Research in the general population suggests an inverse association between physical activity and all-cause mortality. Less research on this topic has been conducted among hypertensive adults, but the limited studies also suggest an inverse association between physical activity and all-cause mortality among hypertensive adults. At this point, sex-specific differences are not well understood, and all of the physical activity–mortality studies among hypertensive adults have employed a self-report measure of physical activity. Therefore, the purpose of this study was to examine the sex-specific association between objectively measured physical activity and all-cause mortality among a national sample of hypertensive adults.
Data from the 2003 to 2006 National Health and Nutrition Examination Survey, with follow-up through 2011, were employed. Hypertension status was defined using measured blood pressure and use of blood pressure-lowering medication. Physical activity was assessed via accelerometry.

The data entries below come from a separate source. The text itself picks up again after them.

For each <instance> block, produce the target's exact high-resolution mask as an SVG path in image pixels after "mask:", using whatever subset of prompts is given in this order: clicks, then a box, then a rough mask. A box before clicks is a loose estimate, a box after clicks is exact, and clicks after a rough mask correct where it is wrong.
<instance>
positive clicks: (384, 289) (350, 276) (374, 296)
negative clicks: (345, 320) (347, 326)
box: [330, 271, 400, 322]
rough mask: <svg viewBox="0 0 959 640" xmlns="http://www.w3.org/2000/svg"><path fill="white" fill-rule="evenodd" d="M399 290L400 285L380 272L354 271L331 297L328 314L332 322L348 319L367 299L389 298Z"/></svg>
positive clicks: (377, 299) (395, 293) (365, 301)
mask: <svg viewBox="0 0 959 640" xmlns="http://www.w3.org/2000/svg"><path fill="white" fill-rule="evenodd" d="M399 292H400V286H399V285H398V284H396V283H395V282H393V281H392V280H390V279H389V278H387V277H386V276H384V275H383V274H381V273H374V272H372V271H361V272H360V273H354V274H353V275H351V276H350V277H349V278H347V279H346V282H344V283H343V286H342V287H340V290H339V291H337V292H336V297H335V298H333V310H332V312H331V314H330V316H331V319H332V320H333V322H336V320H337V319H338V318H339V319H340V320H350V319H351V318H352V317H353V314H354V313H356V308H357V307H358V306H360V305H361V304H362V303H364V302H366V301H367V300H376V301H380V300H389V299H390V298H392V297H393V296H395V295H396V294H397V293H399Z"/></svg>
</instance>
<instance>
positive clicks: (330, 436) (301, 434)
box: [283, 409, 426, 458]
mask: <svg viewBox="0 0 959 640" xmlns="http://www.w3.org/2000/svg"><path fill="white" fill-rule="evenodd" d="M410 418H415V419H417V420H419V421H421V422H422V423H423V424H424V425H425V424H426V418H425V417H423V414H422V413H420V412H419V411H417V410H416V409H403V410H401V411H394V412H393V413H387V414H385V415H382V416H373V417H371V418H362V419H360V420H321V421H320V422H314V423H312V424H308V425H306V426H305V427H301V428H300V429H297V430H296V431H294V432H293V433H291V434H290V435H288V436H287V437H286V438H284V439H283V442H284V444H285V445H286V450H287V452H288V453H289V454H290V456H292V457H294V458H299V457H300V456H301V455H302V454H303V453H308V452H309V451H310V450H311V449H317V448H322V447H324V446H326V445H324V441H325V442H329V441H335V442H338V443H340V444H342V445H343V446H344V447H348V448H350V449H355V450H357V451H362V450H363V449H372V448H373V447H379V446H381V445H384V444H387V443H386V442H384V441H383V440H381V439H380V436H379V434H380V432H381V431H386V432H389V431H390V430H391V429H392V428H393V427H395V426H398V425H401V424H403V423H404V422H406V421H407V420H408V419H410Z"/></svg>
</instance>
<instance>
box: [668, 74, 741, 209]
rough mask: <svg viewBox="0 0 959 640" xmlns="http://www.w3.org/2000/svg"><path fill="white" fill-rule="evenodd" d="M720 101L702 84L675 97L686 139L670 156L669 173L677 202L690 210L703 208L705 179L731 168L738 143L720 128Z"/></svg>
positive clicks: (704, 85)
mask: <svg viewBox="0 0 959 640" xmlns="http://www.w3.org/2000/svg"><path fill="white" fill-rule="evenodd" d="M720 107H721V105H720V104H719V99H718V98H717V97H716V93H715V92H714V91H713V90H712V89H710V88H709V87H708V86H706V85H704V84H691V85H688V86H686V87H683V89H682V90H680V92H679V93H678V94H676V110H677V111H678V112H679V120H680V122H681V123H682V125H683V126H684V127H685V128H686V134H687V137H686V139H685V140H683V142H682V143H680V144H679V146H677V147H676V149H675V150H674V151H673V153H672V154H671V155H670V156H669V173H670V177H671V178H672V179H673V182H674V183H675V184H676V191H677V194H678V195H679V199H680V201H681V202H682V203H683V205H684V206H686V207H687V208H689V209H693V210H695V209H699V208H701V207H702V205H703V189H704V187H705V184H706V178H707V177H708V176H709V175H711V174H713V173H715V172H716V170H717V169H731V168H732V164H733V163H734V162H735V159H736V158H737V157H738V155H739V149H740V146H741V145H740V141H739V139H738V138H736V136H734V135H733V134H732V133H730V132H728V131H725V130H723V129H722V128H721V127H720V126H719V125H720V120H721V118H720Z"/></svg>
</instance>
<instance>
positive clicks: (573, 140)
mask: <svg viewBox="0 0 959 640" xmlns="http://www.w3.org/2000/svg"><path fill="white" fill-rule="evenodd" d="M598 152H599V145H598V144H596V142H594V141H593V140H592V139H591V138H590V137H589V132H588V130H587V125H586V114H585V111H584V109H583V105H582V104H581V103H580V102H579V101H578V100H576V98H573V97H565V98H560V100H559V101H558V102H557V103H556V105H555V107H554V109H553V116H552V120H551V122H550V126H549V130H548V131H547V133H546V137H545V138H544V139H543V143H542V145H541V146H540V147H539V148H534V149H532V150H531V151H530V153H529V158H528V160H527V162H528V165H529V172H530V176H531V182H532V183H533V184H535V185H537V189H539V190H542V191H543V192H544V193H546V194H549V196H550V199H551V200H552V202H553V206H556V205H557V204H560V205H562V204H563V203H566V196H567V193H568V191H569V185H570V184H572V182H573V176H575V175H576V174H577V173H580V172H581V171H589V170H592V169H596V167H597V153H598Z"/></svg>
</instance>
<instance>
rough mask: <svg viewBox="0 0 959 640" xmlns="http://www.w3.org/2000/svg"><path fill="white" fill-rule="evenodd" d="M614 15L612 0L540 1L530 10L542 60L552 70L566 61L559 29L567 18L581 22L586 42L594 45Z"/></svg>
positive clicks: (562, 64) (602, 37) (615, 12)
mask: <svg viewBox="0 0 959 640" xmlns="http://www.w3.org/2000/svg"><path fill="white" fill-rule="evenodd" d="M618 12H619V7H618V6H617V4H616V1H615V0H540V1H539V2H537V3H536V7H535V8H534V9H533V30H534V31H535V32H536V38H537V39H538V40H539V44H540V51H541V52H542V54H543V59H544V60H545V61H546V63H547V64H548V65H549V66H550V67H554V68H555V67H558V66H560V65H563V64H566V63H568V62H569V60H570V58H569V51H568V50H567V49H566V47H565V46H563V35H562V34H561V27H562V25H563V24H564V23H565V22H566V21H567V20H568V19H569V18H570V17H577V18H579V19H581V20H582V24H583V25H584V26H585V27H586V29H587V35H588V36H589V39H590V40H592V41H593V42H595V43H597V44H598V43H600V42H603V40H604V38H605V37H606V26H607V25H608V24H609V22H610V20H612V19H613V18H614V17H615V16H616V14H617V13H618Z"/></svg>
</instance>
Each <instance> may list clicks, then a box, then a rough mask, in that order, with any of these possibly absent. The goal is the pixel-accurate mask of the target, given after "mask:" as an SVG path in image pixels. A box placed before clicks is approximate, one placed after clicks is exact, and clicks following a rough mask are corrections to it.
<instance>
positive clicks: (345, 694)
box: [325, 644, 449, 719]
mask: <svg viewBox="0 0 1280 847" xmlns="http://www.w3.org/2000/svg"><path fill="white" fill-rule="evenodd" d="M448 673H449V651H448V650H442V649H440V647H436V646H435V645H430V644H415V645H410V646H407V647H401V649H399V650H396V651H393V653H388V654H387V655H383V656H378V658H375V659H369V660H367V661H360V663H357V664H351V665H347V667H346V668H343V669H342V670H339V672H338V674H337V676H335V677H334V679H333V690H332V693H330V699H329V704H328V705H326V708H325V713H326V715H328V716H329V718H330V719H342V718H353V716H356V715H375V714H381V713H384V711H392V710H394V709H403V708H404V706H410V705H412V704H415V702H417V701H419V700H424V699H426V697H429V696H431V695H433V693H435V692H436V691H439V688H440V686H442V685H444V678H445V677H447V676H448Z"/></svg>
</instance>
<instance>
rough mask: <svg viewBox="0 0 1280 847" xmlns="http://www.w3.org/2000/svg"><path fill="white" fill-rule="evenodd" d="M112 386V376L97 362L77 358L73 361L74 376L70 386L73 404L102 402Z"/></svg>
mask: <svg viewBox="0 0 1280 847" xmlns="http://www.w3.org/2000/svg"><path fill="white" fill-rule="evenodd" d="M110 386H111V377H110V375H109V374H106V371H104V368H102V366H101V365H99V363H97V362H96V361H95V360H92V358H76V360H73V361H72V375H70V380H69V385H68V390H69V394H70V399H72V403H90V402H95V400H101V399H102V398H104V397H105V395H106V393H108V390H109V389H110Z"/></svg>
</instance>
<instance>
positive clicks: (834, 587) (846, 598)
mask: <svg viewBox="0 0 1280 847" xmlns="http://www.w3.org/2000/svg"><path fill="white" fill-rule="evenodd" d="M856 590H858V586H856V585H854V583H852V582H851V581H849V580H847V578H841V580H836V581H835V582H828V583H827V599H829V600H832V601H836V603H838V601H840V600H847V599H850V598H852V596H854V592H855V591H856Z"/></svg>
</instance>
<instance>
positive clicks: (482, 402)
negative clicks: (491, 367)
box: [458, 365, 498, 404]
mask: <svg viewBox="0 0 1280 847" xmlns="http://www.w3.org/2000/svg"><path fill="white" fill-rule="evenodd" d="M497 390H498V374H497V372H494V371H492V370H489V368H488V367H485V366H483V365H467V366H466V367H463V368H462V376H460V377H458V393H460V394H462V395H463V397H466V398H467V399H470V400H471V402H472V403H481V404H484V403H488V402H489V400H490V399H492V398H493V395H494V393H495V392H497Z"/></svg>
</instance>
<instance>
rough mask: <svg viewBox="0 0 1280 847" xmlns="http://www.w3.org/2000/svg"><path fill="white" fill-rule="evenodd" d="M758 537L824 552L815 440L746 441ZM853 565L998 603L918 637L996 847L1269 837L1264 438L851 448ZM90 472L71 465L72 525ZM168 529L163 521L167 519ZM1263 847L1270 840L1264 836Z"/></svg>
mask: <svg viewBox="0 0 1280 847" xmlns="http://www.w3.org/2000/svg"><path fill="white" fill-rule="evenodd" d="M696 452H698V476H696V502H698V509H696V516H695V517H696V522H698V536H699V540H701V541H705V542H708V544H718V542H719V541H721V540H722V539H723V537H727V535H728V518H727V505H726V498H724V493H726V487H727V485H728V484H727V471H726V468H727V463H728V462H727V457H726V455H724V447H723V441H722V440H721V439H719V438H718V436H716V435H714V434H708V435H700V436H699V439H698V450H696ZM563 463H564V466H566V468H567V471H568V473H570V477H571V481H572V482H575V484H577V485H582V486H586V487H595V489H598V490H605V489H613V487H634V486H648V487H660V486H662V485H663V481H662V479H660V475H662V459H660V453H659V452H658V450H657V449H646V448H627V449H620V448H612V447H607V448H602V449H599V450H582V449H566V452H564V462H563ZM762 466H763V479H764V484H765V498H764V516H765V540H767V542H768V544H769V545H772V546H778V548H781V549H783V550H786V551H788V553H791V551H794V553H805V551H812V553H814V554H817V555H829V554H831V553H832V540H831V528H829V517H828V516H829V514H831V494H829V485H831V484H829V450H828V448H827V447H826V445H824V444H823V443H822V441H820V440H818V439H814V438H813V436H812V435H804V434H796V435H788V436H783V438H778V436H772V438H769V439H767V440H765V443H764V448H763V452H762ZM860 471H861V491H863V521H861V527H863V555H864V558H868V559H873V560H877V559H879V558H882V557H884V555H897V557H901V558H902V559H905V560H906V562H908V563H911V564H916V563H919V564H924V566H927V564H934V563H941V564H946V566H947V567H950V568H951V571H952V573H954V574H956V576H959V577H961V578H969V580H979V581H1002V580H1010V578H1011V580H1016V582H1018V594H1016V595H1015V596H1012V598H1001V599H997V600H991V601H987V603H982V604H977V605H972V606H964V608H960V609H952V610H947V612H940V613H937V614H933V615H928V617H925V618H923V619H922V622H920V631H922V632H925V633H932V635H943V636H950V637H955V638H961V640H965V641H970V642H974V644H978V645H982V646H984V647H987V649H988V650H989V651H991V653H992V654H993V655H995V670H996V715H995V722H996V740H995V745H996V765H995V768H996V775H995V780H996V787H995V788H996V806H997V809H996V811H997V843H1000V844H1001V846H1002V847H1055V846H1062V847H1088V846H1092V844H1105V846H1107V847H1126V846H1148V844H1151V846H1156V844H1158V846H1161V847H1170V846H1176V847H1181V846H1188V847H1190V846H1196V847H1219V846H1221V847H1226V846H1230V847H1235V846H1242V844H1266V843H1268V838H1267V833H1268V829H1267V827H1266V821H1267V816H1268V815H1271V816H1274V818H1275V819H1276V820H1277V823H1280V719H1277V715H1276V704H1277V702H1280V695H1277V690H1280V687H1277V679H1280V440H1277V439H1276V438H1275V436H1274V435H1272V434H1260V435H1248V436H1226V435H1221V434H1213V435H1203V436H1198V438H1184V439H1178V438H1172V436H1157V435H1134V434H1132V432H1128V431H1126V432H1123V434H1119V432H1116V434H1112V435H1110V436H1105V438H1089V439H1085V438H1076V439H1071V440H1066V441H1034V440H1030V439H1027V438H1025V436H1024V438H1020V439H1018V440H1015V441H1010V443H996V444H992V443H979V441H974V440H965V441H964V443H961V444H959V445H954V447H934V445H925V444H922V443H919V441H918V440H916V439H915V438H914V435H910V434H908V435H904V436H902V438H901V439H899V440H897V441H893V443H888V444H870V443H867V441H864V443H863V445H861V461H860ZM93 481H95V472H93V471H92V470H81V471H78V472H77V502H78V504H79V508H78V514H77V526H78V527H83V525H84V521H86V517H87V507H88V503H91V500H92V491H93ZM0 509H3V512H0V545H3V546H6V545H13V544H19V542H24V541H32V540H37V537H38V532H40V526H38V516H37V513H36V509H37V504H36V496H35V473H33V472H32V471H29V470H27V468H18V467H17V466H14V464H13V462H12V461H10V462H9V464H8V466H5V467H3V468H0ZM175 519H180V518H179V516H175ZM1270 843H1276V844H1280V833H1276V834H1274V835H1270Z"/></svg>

After adjustments, for every 60-min increase in physical activity, hypertensive adults had a 19% (hazard rate = 0.81; 95% confidence interval: 0.72–0.91) reduced risk of all-cause mortality. There was also evidence of a dose–response relationship. Compared with those in the lowest tertile, those in the middle and upper tertiles had a 31 and 42% reduced all-cause mortality risk, respectively. There was no evidence of a sex-specific interaction effect.
Among hypertensive adults, objectively measured physical activity is associated with all-cause mortality risk in a dose–response manner.